Kaum hatten sich ihre schwachen Augen an das schummrige Licht der glimmenden Feuerstelle gewöhnt, als lautes Klopfen durch die alten Holzwände dröhnte und Almina zu verstehen gab, dass die Geräusche aus ihrem Traum nicht bloße Einbildung waren. Mit starker Faust schlug jemand heftig gegen die morsche Tür. Indes sie beschwichtigende Worte rief, quälte Almina ihre schmerzenden Knochen von dem niedrigen Strohlager.
»Is' ja gut, is' ja gut!
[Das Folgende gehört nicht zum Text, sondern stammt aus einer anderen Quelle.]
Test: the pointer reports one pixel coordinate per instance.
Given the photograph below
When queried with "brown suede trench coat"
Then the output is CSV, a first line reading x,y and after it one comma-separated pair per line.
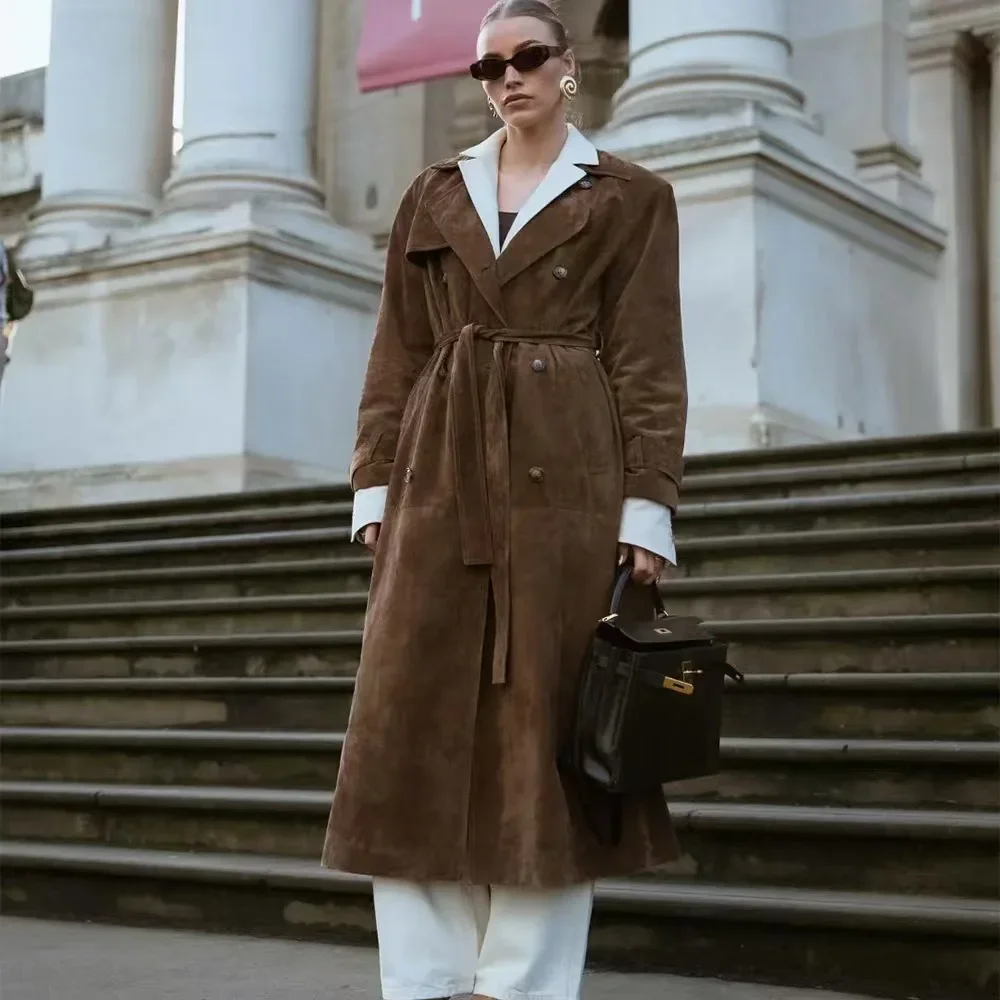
x,y
507,444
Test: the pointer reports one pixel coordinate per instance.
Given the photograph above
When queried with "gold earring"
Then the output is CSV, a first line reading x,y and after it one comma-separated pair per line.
x,y
569,87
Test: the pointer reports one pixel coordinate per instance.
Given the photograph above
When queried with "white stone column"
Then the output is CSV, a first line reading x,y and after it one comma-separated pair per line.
x,y
682,53
108,98
993,230
249,96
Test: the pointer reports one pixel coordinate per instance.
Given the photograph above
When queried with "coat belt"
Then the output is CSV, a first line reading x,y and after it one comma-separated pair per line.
x,y
480,455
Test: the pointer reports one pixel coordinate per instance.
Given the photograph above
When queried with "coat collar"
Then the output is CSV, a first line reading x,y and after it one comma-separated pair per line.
x,y
480,168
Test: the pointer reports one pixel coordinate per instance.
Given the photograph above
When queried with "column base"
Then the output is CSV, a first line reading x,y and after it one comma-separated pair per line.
x,y
692,89
894,172
80,220
807,297
201,352
217,187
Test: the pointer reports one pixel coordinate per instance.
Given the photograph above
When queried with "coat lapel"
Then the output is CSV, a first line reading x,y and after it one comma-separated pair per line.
x,y
478,246
469,240
480,167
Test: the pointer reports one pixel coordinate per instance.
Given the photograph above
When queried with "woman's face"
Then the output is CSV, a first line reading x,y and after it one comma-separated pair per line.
x,y
524,99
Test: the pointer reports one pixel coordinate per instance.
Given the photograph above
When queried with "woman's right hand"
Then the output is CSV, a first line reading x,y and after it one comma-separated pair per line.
x,y
370,537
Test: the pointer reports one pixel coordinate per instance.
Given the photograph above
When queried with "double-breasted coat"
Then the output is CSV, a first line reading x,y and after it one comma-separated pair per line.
x,y
515,398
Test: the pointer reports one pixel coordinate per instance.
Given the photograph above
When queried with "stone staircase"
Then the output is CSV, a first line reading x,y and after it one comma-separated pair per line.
x,y
176,678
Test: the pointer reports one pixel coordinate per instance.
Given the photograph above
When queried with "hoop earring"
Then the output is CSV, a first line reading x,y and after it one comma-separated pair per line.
x,y
569,87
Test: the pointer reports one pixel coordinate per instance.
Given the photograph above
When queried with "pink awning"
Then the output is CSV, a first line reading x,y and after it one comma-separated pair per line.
x,y
409,41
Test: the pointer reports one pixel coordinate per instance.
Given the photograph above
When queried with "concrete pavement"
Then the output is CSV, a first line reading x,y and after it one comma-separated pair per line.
x,y
47,960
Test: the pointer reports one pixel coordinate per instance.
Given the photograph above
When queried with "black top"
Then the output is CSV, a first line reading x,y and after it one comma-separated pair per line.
x,y
506,221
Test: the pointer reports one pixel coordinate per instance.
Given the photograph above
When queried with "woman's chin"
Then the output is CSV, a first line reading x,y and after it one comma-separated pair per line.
x,y
524,117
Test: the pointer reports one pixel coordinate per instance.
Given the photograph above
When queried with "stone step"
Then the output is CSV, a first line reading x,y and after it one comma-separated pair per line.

Ich komm' ja schon.« Die Glut verbrannte ihr ein wenig Haut, als sie mit zittriger Hand nach einem Kienspan fingerte. Sie brauchte einige mißglückte Versuche, die Kerze zu entzünden, und hängte sich dann mit stockenden Bewegungen ihren zerschlissenen Mantel um. Für den nächtlichen Besucher musste eine Ewigkeit des Wartens vergehen. Als Almina die Tür fast erreicht hatte, hämmerte es erneut gegen das Holz, und die Schläge erstarben erst, als sie endlich den Riegel beiseite schob. Beim Öffnen der Tür schlug Almina leichter Regen entgegen und sie hielt schützend die Hand vor die Flamme.
Im windigen Dunkel vor ihrer kleinen Hütte stand Landmann Rees Tawel und blickte tief besorgt auf sie herab. Das leicht gewellte Haar des hochgewachsenen Mannes glänzte schwarz im flackernden Lichtschein und hing in feuchten Strähnen bis auf die kräftigen Schultern. Nach dem langen Winter war sein Gesicht noch schmaler, die sonnengefleckte Haut spannte sich über knochige Wangen und seine wachsamen Augen schienen tiefer unter den breiten, dunklen Brauen zu liegen.
»Rees, mein Junge, komm' rein.«
Eisig wallte feuchte Luft hinein, und noch in den Worten kehrte sie der offenstehenden Tür den Rücken und schlurfte hinüber zu einem freistehenden Tisch im hinteren Teil der Hütte. Dort entfachte sie mit der einzelnen Flamme weitere Stumpen, die aufgereiht auf einem Brett standen, das einige Zoll breit oberhalb einer weiteren Tischplatte an der Wand befestigt war. Zunehmend breitete sich ein schwacher Widerschein über unzählige Flaschen, Holzschatullen, Schalen und Phiolen aus, die all überall verteilt standen. Nachdem Rees sichtlich erschöpft in die Hütte gestolpert war und die Tür verriegelt hatte, spürte Almina, wie Angst und Rastlosigkeit den niedrigen Raum erfüllten.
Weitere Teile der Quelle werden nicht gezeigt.